Several future directions are explicitly identified. Safety work calls for studying multi-stage prefilling, varying prefix length and structure, combining prefilling with other jailbreak techniques, and using optimization methods to generate stronger prefixes automatically (Struppek et al., 16 Feb 2026). Rank-based defense work implies that objectives should preserve refusal ordering, not just refusal likelihood (Vega et al., 5 Dec 2025). Multimodal work motivates further cache-level interventions that are modality-specific and orthogonal to decoding-stage controls (Zhang et al., 28 Apr 2026). Systems work points toward finer-grained stage-aware scheduling, heterogeneous prefill/decode placement, and more aggressive reuse of shared prefix computation (Li et al., 5 Mar 2026, Woo et al., 12 Feb 2026).

A coherent synthesis is that prefill awareness has become a cross-disciplinary organizing principle.

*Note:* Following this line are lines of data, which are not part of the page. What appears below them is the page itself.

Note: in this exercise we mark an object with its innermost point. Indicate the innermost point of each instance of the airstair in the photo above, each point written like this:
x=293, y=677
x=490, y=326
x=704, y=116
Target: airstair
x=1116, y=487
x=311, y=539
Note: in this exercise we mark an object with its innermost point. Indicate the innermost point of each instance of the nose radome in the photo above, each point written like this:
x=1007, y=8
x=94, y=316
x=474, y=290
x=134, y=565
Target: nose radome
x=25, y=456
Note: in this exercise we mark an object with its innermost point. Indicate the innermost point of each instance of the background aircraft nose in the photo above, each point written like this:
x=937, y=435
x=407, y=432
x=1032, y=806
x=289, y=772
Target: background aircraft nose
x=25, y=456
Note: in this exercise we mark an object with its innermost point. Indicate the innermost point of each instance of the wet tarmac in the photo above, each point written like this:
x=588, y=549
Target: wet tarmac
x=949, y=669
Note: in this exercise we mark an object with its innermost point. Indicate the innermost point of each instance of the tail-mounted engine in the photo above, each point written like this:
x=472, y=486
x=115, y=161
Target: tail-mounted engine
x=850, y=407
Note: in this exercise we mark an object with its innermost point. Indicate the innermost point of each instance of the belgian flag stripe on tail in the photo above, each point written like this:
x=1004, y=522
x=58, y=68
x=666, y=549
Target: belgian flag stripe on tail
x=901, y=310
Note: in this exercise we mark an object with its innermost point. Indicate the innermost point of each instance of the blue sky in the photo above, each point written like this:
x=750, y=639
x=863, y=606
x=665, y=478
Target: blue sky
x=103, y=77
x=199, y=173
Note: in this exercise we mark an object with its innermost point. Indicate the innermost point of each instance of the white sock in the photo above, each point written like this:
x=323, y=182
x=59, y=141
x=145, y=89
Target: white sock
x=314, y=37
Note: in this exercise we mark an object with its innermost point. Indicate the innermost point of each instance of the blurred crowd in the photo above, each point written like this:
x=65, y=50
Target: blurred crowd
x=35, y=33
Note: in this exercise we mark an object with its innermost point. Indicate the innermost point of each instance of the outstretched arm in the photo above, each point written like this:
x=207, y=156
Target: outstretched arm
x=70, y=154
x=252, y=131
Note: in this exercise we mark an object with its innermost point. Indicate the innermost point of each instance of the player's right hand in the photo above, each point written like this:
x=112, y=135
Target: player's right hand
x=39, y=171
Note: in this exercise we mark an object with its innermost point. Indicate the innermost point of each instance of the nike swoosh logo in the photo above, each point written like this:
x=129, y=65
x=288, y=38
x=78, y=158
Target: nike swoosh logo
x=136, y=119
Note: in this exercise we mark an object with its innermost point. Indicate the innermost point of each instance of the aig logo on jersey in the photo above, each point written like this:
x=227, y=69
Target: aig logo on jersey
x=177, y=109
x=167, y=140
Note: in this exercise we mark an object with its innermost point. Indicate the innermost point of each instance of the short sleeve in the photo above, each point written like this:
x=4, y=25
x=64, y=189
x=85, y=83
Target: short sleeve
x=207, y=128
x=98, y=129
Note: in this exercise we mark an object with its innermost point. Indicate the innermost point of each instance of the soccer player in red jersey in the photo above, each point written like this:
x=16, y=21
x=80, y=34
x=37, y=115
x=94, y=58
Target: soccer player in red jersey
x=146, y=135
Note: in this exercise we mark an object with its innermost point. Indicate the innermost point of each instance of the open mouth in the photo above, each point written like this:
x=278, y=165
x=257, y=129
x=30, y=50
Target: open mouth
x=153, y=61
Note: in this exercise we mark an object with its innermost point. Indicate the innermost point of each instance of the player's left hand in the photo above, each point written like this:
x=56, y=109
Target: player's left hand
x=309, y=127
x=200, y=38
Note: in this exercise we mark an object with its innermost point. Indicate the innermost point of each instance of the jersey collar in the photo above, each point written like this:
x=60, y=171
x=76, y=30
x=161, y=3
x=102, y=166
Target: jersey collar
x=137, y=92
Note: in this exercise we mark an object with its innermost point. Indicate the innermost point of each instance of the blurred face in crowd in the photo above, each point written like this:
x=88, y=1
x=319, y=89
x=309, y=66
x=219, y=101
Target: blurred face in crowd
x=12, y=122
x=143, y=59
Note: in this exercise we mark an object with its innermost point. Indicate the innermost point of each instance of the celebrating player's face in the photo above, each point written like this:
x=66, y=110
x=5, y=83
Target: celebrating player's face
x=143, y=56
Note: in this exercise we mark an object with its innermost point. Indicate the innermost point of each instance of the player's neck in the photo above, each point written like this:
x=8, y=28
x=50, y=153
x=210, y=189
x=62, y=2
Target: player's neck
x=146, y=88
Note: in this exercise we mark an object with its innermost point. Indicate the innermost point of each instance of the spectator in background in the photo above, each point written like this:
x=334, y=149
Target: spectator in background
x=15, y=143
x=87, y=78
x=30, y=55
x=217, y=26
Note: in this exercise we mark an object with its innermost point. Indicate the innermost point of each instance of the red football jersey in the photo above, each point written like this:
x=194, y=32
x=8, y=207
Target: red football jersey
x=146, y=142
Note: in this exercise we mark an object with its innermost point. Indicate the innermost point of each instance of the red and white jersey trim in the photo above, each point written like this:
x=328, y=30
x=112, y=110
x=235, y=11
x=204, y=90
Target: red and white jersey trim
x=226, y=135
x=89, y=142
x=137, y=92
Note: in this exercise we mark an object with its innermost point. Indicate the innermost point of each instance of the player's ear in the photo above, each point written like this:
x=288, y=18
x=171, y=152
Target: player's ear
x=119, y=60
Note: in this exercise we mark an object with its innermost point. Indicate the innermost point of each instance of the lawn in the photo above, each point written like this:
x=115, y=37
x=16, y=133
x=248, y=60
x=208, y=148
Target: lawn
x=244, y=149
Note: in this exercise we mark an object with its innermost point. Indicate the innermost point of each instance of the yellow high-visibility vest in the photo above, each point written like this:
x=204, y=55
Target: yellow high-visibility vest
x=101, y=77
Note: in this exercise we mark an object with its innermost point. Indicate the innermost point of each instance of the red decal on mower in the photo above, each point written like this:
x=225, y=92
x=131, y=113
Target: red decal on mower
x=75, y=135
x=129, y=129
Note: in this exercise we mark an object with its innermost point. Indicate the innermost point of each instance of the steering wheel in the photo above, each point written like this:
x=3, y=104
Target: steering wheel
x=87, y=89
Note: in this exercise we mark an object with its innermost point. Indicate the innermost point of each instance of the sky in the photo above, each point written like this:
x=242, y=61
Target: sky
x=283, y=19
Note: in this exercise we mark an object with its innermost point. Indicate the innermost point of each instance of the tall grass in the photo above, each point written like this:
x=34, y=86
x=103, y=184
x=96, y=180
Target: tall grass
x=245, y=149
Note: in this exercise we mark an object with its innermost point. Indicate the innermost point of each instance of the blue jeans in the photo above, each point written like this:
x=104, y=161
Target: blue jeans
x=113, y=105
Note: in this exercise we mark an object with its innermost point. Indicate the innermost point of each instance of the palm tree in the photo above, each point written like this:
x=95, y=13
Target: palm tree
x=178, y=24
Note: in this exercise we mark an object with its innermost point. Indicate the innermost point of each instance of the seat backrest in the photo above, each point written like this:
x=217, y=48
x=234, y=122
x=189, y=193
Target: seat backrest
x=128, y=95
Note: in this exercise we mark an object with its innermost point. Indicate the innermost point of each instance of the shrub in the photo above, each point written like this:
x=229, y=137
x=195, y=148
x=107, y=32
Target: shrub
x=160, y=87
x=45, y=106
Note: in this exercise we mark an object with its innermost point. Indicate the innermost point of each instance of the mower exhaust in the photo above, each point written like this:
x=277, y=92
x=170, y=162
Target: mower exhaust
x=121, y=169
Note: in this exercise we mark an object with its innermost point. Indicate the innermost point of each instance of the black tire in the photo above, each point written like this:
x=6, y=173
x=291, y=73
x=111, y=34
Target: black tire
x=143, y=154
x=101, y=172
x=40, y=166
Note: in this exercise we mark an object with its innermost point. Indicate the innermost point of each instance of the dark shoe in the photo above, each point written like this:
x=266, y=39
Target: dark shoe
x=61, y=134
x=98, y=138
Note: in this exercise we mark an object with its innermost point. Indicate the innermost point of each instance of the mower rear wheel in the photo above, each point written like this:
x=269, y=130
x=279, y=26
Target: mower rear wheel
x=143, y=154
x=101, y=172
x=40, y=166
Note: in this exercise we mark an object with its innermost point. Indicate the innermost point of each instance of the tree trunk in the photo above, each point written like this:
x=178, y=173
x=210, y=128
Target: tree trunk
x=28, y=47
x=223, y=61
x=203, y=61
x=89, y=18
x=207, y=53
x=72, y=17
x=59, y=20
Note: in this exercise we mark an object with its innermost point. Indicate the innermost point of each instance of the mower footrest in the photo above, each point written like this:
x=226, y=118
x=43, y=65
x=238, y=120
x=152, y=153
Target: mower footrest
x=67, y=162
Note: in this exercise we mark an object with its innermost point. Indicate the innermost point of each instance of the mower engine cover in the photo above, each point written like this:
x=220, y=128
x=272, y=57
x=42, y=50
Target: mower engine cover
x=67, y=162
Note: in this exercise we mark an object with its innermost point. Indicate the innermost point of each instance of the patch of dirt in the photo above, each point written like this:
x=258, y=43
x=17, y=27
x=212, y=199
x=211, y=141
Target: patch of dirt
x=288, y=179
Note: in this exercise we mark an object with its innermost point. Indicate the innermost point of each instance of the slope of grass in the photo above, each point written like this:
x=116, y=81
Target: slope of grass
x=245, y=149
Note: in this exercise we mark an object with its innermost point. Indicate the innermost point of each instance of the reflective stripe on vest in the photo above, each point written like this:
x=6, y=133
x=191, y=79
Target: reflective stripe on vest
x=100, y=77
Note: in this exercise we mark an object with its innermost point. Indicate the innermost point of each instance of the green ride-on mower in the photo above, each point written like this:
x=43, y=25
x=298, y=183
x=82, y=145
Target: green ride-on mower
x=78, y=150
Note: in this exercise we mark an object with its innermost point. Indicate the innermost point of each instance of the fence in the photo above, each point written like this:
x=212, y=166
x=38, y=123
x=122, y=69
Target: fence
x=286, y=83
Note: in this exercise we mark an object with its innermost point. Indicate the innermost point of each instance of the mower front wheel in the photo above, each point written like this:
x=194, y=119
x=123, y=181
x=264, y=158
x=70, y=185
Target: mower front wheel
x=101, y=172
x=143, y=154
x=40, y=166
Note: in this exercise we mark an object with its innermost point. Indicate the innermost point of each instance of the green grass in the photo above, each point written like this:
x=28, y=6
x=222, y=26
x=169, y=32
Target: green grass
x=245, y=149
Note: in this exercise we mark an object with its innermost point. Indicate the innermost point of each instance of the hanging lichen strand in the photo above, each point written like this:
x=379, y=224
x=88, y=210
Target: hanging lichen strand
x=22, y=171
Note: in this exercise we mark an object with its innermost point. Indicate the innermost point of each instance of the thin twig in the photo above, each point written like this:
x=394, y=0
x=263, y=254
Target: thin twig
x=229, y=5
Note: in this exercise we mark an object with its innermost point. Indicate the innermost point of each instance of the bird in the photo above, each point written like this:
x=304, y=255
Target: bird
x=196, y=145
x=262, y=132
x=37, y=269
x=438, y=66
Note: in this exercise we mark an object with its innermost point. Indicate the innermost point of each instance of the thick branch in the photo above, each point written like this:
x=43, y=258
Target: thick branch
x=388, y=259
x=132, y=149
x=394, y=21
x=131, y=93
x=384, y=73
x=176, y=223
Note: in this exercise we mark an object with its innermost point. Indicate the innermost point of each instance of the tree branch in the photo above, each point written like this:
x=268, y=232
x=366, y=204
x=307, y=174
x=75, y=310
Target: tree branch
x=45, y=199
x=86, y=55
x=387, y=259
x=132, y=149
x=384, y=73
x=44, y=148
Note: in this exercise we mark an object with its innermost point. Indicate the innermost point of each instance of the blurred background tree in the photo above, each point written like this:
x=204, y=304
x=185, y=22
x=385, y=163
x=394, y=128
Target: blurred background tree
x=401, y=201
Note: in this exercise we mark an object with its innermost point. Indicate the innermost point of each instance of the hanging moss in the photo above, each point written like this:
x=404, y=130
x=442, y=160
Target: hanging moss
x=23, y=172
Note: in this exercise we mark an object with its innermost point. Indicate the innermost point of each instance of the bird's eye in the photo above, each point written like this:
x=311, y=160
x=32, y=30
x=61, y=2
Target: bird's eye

In one direction, it names a vulnerability: if an external actor can control the start of the output, many current safeguards fail (Struppek et al., 16 Feb 2026). In another, it names a capability: some models can detect or resist inserted assistant-side content, though in highly task- and probe-dependent ways (Wang et al., 10 Jun 2026, Nguyen et al., 22 Jun 2026). In a third, it names an engineering stance: prompt processing should be measured, optimized, and sometimes reused separately from decode because it obeys different constraints (He et al., 3 Feb 2026, She et al., 4 Jan 2026). The common thread is that initial conditions matter more than stage-agnostic views of generation had previously assumed.